WASHINGTON (August 4, 2017)— Today the United States is expected to submit a letter to the UNFCCC restating its intent to withdraw from the Paris Agreement on climate change. This letter has no formal legal function. Per the terms of the Paris Agreement, no Party can officially announce an intention to withdraw until November 4, 2019, and then can't leave the Agreement for another year afterwards.
Following is a statement from Andrew Steer, President and CEO of World Resources Institute:
“President Trump’s decision to leave the Paris climate deal – restated in today’s letter to the UN - will hurt U.S. economic opportunity today and the quality of life for American citizens tomorrow. The letter is a reminder that when it comes to climate, the US Administration is out-of-step with the majority of Americans and the rest of the world. Fortunately, many American states, cities and businesses, and the rest of the world, have made it clear that they are taking climate action regardless of what the White House does.
"The letter leaves open the possibility of ‘reengaging’ in the Paris Agreement. If the Trump Administration is serious about reengaging, a great place to start would be to cut taxes on labor and investment and replace the lost revenue with a fee on carbon emissions—a policy that has growing bipartisan support. This would increase jobs, boost clean technology and exports, and sharply reduce death and illness from air pollution.
“At this moment the U.S. is still a Party to the Paris Agreement. The U.S. could engage constructively in those negotiations on issues such as transparency. But a climate loner that is intent on withdrawing from the Paris Agreement will not be listened to if it aims to weaken or undermine the accord in any way.
“The recent G7 and G20 summit communiqués reaffirmed global commitment to implementing the Paris Agreement, with only the United States refusing to support international climate action. Initiatives like the NDC Partnership are further proof that countries are turning the Paris Agreement into a living reality.
“It should come as no surprise that other countries and the U.S. private sector have expressed disappointment at the U.S. decision to withdraw from the Agreement. The global shift to a low carbon economy will spur $23 trillion of investment in renewable energy by 2030. China, India, the EU and others are wasting no time in creating jobs and growing their economies on this pathway.

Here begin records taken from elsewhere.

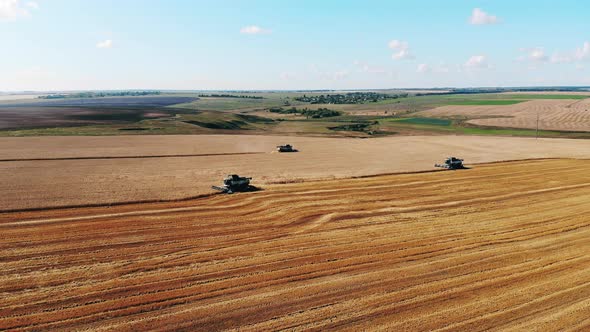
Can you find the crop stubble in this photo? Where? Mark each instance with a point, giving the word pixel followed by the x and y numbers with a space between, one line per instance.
pixel 499 246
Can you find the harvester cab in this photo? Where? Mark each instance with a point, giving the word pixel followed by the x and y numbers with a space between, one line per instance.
pixel 233 183
pixel 451 163
pixel 286 148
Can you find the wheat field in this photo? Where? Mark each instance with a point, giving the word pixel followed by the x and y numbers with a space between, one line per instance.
pixel 499 246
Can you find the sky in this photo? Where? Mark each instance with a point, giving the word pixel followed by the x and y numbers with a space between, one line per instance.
pixel 53 45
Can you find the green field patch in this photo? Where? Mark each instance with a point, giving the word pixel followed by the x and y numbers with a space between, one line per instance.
pixel 227 121
pixel 426 121
pixel 476 102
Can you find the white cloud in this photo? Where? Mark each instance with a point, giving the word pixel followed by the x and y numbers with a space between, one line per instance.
pixel 561 58
pixel 32 5
pixel 441 68
pixel 105 44
pixel 401 48
pixel 477 62
pixel 423 68
pixel 580 54
pixel 479 17
pixel 364 67
pixel 287 76
pixel 536 54
pixel 254 30
pixel 583 53
pixel 10 10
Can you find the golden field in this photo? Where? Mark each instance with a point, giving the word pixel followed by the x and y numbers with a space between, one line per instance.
pixel 40 172
pixel 501 246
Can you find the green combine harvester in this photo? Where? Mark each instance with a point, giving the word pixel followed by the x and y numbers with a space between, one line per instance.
pixel 233 183
pixel 451 163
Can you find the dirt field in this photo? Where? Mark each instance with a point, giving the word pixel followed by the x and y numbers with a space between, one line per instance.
pixel 501 246
pixel 563 114
pixel 68 171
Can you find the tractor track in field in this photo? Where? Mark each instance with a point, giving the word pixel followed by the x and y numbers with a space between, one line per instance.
pixel 498 246
pixel 134 157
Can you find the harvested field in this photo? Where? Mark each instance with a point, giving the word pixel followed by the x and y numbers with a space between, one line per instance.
pixel 500 246
pixel 44 172
pixel 562 115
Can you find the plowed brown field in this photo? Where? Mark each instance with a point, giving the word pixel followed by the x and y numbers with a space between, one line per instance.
pixel 499 246
pixel 564 115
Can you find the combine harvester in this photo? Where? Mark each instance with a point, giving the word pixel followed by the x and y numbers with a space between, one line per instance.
pixel 452 163
pixel 286 148
pixel 233 183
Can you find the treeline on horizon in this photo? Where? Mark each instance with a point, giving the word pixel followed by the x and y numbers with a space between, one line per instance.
pixel 314 114
pixel 349 98
pixel 101 94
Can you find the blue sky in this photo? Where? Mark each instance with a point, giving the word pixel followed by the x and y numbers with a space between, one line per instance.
pixel 183 44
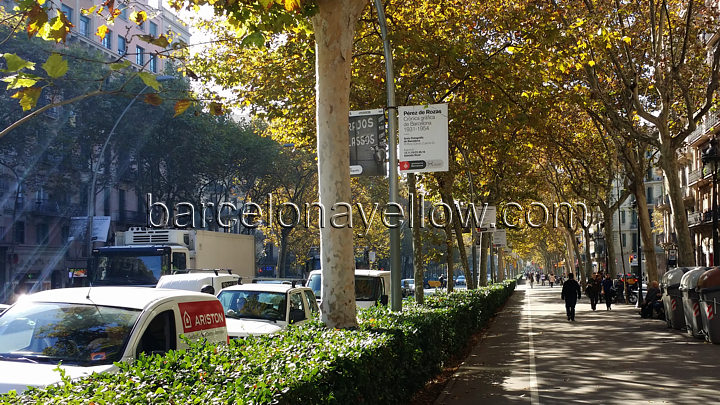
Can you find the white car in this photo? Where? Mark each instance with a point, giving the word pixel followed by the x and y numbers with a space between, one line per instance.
pixel 372 287
pixel 88 329
pixel 261 309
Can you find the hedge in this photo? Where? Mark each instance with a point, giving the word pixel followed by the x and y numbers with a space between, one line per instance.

“Last year the U.S. solar industry created jobs 17 times faster than the overall economy; the Bureau of Labor Statistics predicts that wind-turbine technicians will be the fastest-growing occupation over the next ten years; and a recent report from the Organization for Economic Co-operation and Development found that mainstreaming measures to tackle climate change into economic policy will have a positive impact on economic growth over the medium and long term. The president has made big promises to Americans feeling economically and socially disadvantaged. If he is serious about delivering on those promises, he should heed these facts.”